Friday, May 23, 2008

The next installment in my "Stop the Madness" Campaign

(In really small print beneath the title "Aka Stupid Conversations I have had")

Today I finally got around to calling our insurance company and telling them to remove the vehicle we sold last month from our policy.

The young woman on the other end immediately got tense and I have no idea why. "Are you planning to replace it with another car?"

"No," I replied and explained our campaign to save money.

She grew even tenser. "Well, you do realize that you'll lose the second vehicle discount, right?"

"Uh. Okay. Exactly what does that mean in terms of dollars."

She clicked around on her end and came back with a sum that was twice what I've been paying on our Cutlass. Basically, my six month auto premium went up instead of down

I was sure I'd misunderstood. "Wait.
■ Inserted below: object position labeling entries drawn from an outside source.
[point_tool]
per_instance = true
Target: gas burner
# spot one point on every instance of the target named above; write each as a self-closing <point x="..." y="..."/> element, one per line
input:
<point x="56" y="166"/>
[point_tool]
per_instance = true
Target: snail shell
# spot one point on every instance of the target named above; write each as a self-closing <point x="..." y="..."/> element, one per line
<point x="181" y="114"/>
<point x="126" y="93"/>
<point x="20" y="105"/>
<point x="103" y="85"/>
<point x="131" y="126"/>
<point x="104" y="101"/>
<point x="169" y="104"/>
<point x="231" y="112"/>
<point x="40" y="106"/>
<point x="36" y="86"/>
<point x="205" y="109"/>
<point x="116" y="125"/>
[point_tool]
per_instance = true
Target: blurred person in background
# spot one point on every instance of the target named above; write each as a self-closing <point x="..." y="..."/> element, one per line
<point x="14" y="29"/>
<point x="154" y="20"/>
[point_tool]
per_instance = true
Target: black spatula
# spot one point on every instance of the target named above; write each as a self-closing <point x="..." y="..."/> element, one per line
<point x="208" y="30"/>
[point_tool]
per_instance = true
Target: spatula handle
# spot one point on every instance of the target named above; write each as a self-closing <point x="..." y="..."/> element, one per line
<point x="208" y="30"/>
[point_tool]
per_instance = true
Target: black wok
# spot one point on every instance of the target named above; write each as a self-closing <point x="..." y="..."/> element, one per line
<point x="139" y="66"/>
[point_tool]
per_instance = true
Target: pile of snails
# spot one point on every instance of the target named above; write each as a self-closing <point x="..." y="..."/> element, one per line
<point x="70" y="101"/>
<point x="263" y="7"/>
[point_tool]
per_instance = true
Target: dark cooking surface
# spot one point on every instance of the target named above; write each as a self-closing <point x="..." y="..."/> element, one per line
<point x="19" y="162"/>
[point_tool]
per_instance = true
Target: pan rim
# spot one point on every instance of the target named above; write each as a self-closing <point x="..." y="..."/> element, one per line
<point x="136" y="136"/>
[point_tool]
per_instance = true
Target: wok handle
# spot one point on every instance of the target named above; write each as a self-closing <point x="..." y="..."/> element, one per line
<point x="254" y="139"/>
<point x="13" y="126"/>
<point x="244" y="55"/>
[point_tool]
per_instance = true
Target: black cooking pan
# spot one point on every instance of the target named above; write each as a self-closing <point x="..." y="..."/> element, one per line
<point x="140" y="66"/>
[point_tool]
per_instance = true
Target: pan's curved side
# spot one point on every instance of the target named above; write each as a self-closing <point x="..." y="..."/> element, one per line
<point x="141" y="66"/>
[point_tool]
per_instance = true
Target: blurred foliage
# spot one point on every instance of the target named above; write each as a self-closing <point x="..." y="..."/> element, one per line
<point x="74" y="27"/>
Why am I now paying twice as much on the same car?"

"Well, because you have a teenage driver on it."

"I know how much he cost me before when we had two and that doesn't add up twice the premium."

She grew edgier, as did I, as she explained to me, more or less patiently, that having a young driver on the vehicle was what drove up the price and then asked at the end if "That made sense".

I replied, a lot less patiently, that I understood exactly what she was telling me and added that we sold the Bronco because it was a gas guzzler and planned to save a few dollars on insurance as well. I also told her that being penalized because I only had one car wasn't going to make sense no matter how many times she explained it to me.

I ended the conversation as politely as I could, but there was no question about it; I was an unhappy customer.

I went to my computer and googled for cheaper insurance. I was fifteen minutes and five quotes into my search when the phone rang again.

The suddenly extremely polite insurance person was on the other end.

It seemed she'd forgotten some routine discounts when entering our information and she had a new quote for me. My six month premium was suddenly two hundred dollars less. Would that work?

Yes, I said. That even more of a savings than I'd hoped for. For now, I'll just tuck the quotes aside.

Once upon a time I held tightly to the southern philosophy of being polite unto death (be it yours or the other persons'--doesn't matter if you shoot them or not, only that you were nice about it). I'm embarrassed to confess that I am not good at this anymore. I have to guard against going from zero to a hundred at some representative's expense. I'm quicker to argue, quicker to complain, quicker to demand better service. My patience with getting . . . sorry . . . screwed . . . has run out.

So the good news is, my insurance costs less, but I may have to go practice my southern manners.

4 comments:

Debby said...

Insurance really has got to be the biggest racket going...health, home, auto, all of it. Basically, if I don't get the answer I want to hear, I tell them I'm looking elsewhere. Generally speaking you get the answer you want to hear, or close to it, in pretty short order.

Mary O. Paddock said...

I'm convinced that it is exactly that Debby. The other big "rackets" are electric companies and water companies (Ours is petitioning the state water board to let them raise our bills a 101%--after they raised it 50% a year ago. Our electic company raises their rates every time gas prices go up and we're already paying more for power than the customers in other electric company in the next county over are). Unfortunately they have what we need and they can charge what they want for the service. I'm beyond tired of this and am struggling to stay patient with people who are only trying to do their jobs.

Scotty said...

I'm with you, Mary - I try hard as all get-go to be polite but some folks, some times, just don't warrant that basic civility (well, they do, unless I'm in a mood not to give it, I mean...)

:-)

Unknown said...

I completley understand this loss of patience. I had put it down to aging. (Me, not you!) I am far less tolerent than I used to be. My husband says I am still polite, and very direct. I don't feel it.